Beyond these announcements, the company has also unveiled a number of new platforms. DRIVE Atlan, is an autonomous vehicle platform designed to power the next generation of autonomous cars and will likely compete with Intel’s Mobilai Drive platform; Jarvis Interactive Conversational AI is a platform for developing natural language services and is intended for use by those who want to offer call systems in their services. Omniverse Enterprise is a platform that enables 3D design teams to work together around the world in real time.

These announcements indicate that Anvidia is up and running and wants to become Intel’s main competitor. In fact, its new product offering is very similar to a host of Intel products, including the cloud computing chips it unveiled earlier this month, the dedicated graphics chips it began developing, the artificial intelligence chips based on Israeli Bana Labs developments and Mobilai’s autonomous vehicle platform. In other words, it is Anvidia and not AMD that should worry Intel.

Anvidia now has a portfolio of products that can easily take the place of Intel products for customers.
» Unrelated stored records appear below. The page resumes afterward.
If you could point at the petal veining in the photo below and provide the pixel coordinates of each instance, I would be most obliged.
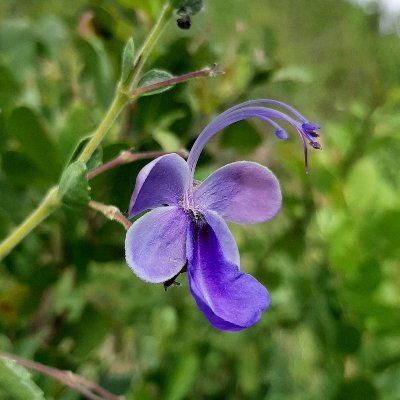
(243, 192)
(162, 181)
(230, 299)
(155, 245)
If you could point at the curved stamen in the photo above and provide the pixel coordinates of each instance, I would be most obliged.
(306, 130)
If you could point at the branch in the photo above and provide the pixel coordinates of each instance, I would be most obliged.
(209, 71)
(111, 212)
(126, 157)
(87, 388)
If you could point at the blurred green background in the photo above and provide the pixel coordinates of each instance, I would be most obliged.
(330, 259)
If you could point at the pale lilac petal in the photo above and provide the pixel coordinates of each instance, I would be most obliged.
(243, 192)
(230, 299)
(155, 244)
(160, 182)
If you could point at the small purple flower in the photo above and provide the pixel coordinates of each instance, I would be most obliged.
(186, 229)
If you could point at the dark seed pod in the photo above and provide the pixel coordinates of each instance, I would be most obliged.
(184, 22)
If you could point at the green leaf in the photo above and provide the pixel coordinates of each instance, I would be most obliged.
(127, 60)
(9, 87)
(74, 188)
(16, 382)
(155, 76)
(34, 141)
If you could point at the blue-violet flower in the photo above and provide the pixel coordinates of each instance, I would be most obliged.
(186, 229)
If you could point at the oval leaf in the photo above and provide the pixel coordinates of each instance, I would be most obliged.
(16, 382)
(74, 188)
(152, 77)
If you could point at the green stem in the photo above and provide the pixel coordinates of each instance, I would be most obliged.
(45, 208)
(118, 104)
(145, 50)
(121, 99)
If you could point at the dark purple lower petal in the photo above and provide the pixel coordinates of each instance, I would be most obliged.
(230, 299)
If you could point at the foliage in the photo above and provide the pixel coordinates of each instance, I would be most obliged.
(330, 259)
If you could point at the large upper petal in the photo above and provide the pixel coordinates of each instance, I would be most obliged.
(243, 192)
(155, 245)
(162, 181)
(230, 299)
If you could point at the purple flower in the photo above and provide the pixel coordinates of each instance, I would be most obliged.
(186, 229)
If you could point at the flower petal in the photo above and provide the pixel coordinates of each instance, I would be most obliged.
(225, 238)
(230, 300)
(155, 244)
(162, 181)
(243, 192)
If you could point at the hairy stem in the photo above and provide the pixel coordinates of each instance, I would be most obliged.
(126, 157)
(87, 388)
(209, 71)
(145, 50)
(111, 212)
(118, 104)
(121, 99)
(43, 210)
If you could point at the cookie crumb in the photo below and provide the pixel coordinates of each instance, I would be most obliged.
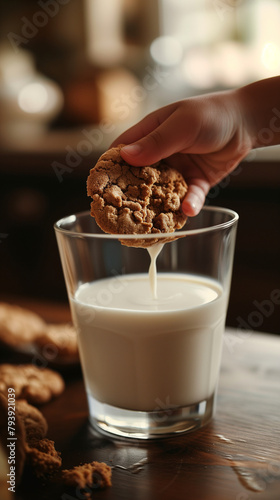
(36, 385)
(90, 475)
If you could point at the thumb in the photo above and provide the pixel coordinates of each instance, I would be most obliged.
(168, 138)
(148, 150)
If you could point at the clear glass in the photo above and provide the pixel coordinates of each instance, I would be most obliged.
(150, 365)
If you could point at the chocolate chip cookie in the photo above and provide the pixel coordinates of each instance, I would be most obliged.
(19, 326)
(135, 200)
(36, 385)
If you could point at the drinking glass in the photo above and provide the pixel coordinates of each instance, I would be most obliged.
(150, 346)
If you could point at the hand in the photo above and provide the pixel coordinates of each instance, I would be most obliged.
(204, 137)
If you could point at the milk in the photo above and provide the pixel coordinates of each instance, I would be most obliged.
(142, 350)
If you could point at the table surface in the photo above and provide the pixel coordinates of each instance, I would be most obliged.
(235, 457)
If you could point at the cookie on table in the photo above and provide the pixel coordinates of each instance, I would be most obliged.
(34, 422)
(19, 326)
(36, 385)
(90, 475)
(58, 343)
(43, 458)
(136, 200)
(20, 436)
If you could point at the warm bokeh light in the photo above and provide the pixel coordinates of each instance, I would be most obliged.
(33, 98)
(166, 51)
(270, 56)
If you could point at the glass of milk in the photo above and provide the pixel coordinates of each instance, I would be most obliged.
(149, 323)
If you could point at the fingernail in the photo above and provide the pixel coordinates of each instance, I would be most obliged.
(132, 149)
(191, 205)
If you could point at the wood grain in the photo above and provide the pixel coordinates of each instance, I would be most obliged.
(235, 457)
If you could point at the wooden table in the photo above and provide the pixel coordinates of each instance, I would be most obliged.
(235, 457)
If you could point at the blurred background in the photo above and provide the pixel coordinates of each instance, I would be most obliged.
(76, 73)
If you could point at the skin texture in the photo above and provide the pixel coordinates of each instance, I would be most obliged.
(205, 137)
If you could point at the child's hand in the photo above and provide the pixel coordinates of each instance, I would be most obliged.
(203, 137)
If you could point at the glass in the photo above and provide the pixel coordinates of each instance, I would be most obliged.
(150, 365)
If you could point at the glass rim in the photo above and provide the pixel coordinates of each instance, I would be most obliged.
(72, 218)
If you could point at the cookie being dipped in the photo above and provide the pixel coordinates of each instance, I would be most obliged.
(136, 200)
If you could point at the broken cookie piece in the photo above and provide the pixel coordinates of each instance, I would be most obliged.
(135, 200)
(88, 476)
(36, 385)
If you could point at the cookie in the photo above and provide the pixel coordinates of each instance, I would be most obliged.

In fact the only chip that has not yet been introduced is an ARM based PC processor. However it is not certain that it will indeed introduce one of these in the near future. Anvidia already has an on-chip (SoC) system called Tagra designed for mobile devices. It currently runs the Nintendo Switch as well as the Anvidia Streamer, but not much beyond that. It is likely that Anvidia will not launch a computer processor before it has partners in the move in the form of manufacturers such as HP, Dell or Lenovo.

However unlike Intel, Anvidia relies primarily on external manufacturing contractors, such as TSMC. But this is a difficult problem. The jump in demand for chips as well as the severe drought that befalls Taiwan have greatly slowed down TSMC’s ability to open more production lines. Intel, on the other hand, owns factories around the world and is not dependent on a manufacturing contractor, although it itself manufactures about a quarter of its chips at TSMC. Anvidia will probably have to consider setting up its own factories if it wants to become a significant player like Intel.